Audiobooks – Flying Sound

Flying Sound offers services in recording, mixing and mastering audiobooks. Here is a checklist of sorts of what needs to happen to create an audiobook.

How to record an audiobook: What you’ll need

The first thing you will need is a room that is very quiet and not very ambient. An acoustically treated room is best but a closet with a lot of clothes can be great. Make sure to use your ears and not just look at the room as, for example, foam can do nearly nothing to deaden a room but look effective if it is too thin. The wrong type of foam can actually make a room sound worse.

Second, you’ll need a good microphone and audio interface to plug into. We often use a Neumann U87 for the mic plugged into a Grace Model 101 Preamp going into Pro Tools. The best mic for the job is the one that best suits the voice being recorded. The Grace Model 101 is a good choice because it is clean with a very fast transient response. Another great choice of preamp with fast transient response is the John Hardy Jensen Twin Servo 990 or any of his other preamps

The computer interface is unimportant however quality adds up in every stage. If you are looking for a budget option with a preamp that is actually nice then the Audient iD4 is a good choice as it has a Class-A Discrete preamp.

Recording Audiobooks
Before you start recording get organized. Know exactly what you need for publishing to the platform you intend. Here are Amazon’s requirements for audiobooks.

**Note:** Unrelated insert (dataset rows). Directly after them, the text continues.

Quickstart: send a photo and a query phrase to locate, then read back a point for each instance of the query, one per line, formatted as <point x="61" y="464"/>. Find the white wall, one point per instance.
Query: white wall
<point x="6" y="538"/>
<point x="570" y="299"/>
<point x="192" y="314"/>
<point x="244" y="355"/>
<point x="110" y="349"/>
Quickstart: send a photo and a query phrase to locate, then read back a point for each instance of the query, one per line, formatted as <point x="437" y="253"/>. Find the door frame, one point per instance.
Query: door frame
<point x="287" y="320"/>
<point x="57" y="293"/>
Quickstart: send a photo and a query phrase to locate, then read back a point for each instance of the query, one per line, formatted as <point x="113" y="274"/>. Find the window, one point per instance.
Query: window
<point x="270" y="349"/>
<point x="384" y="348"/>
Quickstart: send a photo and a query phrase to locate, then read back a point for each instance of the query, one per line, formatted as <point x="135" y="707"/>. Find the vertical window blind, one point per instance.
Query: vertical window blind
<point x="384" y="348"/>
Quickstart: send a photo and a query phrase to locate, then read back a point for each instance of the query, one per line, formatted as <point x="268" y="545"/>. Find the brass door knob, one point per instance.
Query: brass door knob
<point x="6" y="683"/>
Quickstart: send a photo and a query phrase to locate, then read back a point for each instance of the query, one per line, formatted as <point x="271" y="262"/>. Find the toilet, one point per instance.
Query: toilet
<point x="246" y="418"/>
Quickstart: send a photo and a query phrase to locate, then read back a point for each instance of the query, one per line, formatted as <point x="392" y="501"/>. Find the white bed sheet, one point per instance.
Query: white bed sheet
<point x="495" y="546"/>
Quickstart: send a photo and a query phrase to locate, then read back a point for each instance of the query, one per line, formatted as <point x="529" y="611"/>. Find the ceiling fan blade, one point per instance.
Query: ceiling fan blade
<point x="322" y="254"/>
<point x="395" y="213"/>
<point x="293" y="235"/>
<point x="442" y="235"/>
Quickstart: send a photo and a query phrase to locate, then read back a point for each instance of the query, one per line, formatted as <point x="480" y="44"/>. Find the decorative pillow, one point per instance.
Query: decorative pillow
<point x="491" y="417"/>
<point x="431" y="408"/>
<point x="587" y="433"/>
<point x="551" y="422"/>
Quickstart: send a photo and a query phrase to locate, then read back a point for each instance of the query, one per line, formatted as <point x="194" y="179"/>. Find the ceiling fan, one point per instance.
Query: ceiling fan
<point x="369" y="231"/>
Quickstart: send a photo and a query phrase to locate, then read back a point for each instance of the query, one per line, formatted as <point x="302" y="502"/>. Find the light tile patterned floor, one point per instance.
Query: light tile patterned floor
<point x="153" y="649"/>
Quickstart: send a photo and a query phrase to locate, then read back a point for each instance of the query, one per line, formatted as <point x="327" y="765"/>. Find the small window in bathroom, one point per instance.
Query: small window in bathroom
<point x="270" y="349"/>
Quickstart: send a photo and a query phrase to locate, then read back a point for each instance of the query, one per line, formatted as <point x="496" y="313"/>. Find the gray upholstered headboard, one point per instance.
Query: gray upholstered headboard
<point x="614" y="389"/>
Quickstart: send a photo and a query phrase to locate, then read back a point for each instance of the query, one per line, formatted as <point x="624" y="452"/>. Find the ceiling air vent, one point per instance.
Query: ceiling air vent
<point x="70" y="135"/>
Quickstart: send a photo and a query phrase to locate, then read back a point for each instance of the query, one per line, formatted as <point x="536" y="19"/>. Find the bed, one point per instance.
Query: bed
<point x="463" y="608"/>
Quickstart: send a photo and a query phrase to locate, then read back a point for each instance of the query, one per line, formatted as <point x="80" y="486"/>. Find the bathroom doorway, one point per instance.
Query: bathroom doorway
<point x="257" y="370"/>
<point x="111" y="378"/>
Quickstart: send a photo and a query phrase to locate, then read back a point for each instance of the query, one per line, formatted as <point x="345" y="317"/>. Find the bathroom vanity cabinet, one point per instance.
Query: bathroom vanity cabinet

Your first order of business is to get your gain staging perfect. Find the right gain setting on the mic preamp so that the reader is being recorded as loudly as possible without clipping or driving the circuitry. The Grace preamp sounds the same whether it is quiet or loud but many preamps start to sound driven if they are turned up high so you might want to back off a little. It is better to get a quieter but better-sounding recording and to turn up the volume digitally later if it is too quiet. Conversely you will get a better signal if you have a really clean and high-end preamp turned up higher because the noise floor will be lower.

You’ll need to give the reader a primer on microphone technique. I like to angle the mic from above slightly to get more of the sound coming out of a person’s chest and to avoid plosives. They need to not ‘reach’ up into the mic and also be aware that as they turn pages their head will turn thus changing the sound and also that when they turn the pages to have two up at the ready so that they don’t have to stop mid-pragraph. I find readers do better with a large-screened ipad however they are more reflective of sound so pay attention to the angle. Turning pages makes noise and will need to be edited vs scrolling on a tablet can be essentially silent and save a lot of time.

Record each reader/author on their own track. Make a new playlist or track for each chapter. You’ll want to keep track of which day/chapter is which so you can use a new track, a new playlist, or my personal favorite is to change the track/playlist name to “Reader-Name Chapter X YYYY-MM-DD Original” before I hit ‘record’ on each chapter. This is so that you can easily see which day is which. The reason you want to know that is that people’s voices, the humidity and the alignment of the stars all change every day and thus the sound is also changed.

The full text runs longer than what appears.